I got to the cinema, and had two choices for that particular moment in time: Sideways, and Closer. I'd seen all the shorts for Sideways, knew that everyone thought it was great, etc., etc. But I didn't know much about Closer apart from the poster in front of me, which showed Julia Roberts, Jude Law, Natalie Portman and Clive Owen. It could have been anything from a romantic comedy to a thriller. So I did the obvious thing. I asked the prepubescent girl working behind the ticket desk what she knew of it. Now this is the same girl I asked if there was a supermarket nearby, to which she said, 'ohhh, dunno, there could be one at Canelands' (a huge mall on the other side of town, obviously the only place a girl that age would go), and the next day I found out there was a Coles straight across the road, slightly hidden by a sign.
Anyway, Miss Mackay looked at me and said, leaning in confidentially, 'well, it's an adult sort of movie. They do use the 'C' word a fair bit...', raised her eyebrow and leaned back again. This lack of anything substantial intrigued me into buying a ticket, and since it was only $5, who cared if it was a crap movie?
The short story is that I really liked Closer.

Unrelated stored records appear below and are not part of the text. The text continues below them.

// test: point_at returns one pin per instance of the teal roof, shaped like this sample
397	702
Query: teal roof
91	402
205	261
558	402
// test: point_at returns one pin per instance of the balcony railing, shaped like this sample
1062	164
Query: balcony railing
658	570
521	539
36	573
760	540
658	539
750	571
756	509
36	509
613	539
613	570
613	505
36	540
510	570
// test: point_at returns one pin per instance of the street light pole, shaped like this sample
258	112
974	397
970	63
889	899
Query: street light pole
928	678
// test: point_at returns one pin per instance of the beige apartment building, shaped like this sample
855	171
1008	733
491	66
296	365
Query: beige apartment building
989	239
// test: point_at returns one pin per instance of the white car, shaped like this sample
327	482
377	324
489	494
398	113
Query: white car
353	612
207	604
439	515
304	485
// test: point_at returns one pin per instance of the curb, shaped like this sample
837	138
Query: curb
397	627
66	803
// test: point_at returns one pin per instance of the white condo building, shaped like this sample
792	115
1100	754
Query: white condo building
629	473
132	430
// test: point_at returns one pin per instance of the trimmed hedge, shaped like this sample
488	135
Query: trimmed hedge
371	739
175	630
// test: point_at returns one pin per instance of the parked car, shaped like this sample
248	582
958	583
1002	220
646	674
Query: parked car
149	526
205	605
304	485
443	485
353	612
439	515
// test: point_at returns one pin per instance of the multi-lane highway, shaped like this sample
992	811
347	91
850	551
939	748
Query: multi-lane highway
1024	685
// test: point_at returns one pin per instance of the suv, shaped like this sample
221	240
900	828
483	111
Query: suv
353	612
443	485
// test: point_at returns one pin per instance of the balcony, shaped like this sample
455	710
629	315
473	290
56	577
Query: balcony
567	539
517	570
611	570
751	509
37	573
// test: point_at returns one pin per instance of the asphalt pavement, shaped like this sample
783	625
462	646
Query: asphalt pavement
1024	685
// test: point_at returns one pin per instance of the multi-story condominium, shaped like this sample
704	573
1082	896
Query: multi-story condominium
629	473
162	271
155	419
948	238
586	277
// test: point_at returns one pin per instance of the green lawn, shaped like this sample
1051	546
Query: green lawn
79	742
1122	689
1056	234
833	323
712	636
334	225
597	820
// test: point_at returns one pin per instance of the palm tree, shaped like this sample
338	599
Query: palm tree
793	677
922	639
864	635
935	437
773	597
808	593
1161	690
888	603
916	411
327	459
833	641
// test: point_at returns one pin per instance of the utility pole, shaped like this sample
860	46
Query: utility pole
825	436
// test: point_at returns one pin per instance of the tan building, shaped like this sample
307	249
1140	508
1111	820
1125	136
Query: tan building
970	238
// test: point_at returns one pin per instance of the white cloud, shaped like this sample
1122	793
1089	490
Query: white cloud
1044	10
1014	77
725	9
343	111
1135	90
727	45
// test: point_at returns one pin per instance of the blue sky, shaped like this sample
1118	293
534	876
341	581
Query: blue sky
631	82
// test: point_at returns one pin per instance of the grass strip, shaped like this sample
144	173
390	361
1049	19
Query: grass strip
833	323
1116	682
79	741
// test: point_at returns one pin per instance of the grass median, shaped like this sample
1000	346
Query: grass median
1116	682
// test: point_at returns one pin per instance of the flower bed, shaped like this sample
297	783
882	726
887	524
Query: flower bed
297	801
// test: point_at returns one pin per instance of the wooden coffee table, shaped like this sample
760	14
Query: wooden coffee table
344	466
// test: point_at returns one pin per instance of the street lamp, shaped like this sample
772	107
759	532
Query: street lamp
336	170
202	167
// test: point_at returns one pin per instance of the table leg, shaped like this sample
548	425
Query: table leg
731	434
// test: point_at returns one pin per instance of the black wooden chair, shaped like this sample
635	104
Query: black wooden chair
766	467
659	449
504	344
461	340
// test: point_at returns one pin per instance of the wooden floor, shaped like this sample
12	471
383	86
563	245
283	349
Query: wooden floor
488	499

It is a great tale of lies, deception, facades, willpower and trust. I'm not really sure which 'C' word Miss Mackay was referring to; 'cunt' and 'cum' were used constantly within the first half hour.
Now, being Cheap Tuesday, the cinema had a fairly mixed audience, none of whom I think had a clue what they were in for. There were middle-aged women in pairs, who tittered throughout; there were a few quite young women, also in pairs and gasping with every rude word, and there were two clumps of elderly pensioners, obviously seduced into the whole 'Julia Roberts does nice movies' thing. And there was me, a habitually-solo movie viewer who sits up the back to watch the audience as much as the movie. The pensioners coped quite well until about halfway, when Julia is discussing the taste of her lover's cum with her husband ('it's sweeter'). One clump of oldies stood up and walked out. Noice, I thought. That's rocked their universe. Then a bit later, Natalie Portman does a pretty ok strip for Clive Owen, who says 'you have the face of an angel -- what does your cunt taste like?' 'Heaven', she replies.
Well, that was it. All the remaining oldies got up and left, no doubt to accost the girl behind the counter who obviously didn't warn them about the 'adult' content.
And that was when I knew I was really in Mackay, bless their hollywood-lovin' little souls.
I really do recommend Closer. I get a bit freaked out by deception and how easily it can become part of a normal life. I think that's why I married a man who couldn't tell a fib to save his life (well, so far...). I walked away from the movie, through the dark hot streets of Mackay with a load of thoughts to think between air-conditioners. Definitely not a feel-good movie, but highly entertaining, especially with added audience participation.